# Probleme d'allumage de DD Externe WD MyBook



## imonamac (1 Février 2009)

J'ai un disque dur externe Western Digital "MyBook" d'1 To et bien que branché et tout, il ne s'allume plus. Il ne monte donc pas sur le bureau. Appuyer sur le bouton d'allumage deriere celui ci ne fait rien. Qui a deja rencontre ce probleme avec un disque de la meme marque ?


----------



## Boris 41 (1 Février 2009)

Tu as essayé sur un autre ordinateur, du genre un PC sous Windows ?


----------



## imonamac (1 Février 2009)

Je n'en n'ai pas mais de toute facon je ne pense pas que cela vienne de l'ordi.
J'arrive a l'allumer des fois et a ce qu'il monte, mais souvent apres un redemarrage du Mac.
Je ne vais quand meme pas redemarrer mon ordi pour que mon DD s'allume quand meme ?


----------



## boninmi (1 Février 2009)

As-tu réinitialisé la SMC ?


----------



## Boris 41 (1 Février 2009)

imonamac a dit:


> Je n'en n'ai pas mais de toute facon je ne pense pas que cela vienne de l'ordi.
> J'arrive a l'allumer des fois et a ce qu'il monte, mais souvent apres un redemarrage du Mac.
> Je ne vais quand meme pas redemarrer mon ordi pour que mon DD s'allume quand meme ?



Tu trouves pas qu'il y a quelque chose de pas très logique dans ce que tu avances ? 
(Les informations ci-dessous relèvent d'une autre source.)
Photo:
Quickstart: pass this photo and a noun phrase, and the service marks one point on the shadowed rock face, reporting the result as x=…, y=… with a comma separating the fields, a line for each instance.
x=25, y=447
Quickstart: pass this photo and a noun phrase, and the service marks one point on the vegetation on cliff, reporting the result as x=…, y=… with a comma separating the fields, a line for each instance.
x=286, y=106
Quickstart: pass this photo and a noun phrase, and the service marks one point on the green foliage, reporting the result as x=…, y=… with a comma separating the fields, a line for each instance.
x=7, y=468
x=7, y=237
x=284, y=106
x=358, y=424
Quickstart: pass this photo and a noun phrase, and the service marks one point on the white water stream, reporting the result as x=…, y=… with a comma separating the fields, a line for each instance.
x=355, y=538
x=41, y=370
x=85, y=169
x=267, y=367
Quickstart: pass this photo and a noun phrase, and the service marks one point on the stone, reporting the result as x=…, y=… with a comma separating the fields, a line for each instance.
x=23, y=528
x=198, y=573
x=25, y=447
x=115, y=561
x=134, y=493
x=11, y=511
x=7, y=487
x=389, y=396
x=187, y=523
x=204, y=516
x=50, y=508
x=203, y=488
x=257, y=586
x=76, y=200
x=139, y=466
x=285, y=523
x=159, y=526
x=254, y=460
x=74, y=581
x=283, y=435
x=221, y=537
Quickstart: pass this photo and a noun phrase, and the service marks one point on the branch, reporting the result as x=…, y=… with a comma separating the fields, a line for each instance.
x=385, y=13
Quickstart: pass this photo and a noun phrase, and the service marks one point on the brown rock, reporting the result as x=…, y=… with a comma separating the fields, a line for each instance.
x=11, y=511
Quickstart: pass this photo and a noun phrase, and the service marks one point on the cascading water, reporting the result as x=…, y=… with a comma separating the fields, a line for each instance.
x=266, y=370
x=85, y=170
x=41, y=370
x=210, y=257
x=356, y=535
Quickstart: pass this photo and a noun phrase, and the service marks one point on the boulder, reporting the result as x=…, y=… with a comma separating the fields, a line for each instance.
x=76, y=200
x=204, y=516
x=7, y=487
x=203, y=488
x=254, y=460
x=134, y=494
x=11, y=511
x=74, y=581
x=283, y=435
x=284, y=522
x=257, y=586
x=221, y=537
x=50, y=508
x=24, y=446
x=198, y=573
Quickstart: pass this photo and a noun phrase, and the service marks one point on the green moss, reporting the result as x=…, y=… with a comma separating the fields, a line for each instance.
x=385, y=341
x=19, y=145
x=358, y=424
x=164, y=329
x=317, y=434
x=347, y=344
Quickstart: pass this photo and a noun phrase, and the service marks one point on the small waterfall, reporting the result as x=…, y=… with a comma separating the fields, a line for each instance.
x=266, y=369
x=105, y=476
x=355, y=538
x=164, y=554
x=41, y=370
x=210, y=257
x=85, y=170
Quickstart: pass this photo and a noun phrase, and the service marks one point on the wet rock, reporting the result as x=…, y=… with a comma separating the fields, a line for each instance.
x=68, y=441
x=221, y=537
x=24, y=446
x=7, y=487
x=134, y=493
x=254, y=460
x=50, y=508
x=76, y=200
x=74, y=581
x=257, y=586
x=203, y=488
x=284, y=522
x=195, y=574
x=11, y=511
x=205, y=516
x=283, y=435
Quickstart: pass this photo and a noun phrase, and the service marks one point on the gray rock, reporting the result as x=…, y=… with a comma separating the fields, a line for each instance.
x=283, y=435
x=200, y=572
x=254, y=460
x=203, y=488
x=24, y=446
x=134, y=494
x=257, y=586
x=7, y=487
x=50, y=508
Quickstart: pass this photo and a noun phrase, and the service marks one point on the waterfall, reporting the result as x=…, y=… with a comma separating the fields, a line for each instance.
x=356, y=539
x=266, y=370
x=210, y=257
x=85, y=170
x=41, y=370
Tu dis que tu ne penses pas que ça vienne de l'ordinateur, mais que de temps à autres ton dd fonctionne après redémarrage ce qui semble au contraire indiquer que le problème a de forte chances de provenir de ton Mac...


----------



## imonamac (1 Février 2009)

En quoi le fait qu'il s'allume ou non vienne du Mac ? 
Ce n'est pas au Mac d'allumer mon disque. Il y a un bouton pour cela et branche ou non au Mac, l'allumage reste aléatoire.


----------



## Boris 41 (1 Février 2009)

Lorsque tu branches ton disque il s'allume mais ce met directement en veille si il n'est pas sollicité par un ordinateur. Donc c'est bien ton Mac qui allume ton disque dur en quelques sorte, puis qu'il est censé voir un périphérique branché en USB et essayer de communiquer avec lui.


----------



## boninmi (1 Février 2009)

Je réitère ma suggestion (lien indiqué dans mon post précédent). Ce n'est peut-être pas la solution, mais le contrôleur de gestion du système s'occupe en particulier et aussi des périphériques.


----------



## dolby (15 Avril 2012)

J'ai exactement le même problème et effectivement cela n'a rien à voir avec l'ordi!
C'est le power qui est de la camelotte . Il faut appuyer maintes fois avec un crayon.
La conception est nase.
A mon avis vite, vite profiter d'un allumage pour aller copier les fichiers sur un autre disque externe ! et virer le disque dans la poubelle !


----------



## boninmi (15 Avril 2012)

dolby a dit:


> J'ai exactement le même problème et effectivement cela n'a rien à voir avec l'ordi!
> C'est le power qui est de la camelotte . Il faut appuyer maintes fois avec un crayon.
> La conception est nase.
> A mon avis vite, vite profiter d'un allumage pour aller copier les fichiers sur un autre disque externe ! et virer le disque dans la poubelle !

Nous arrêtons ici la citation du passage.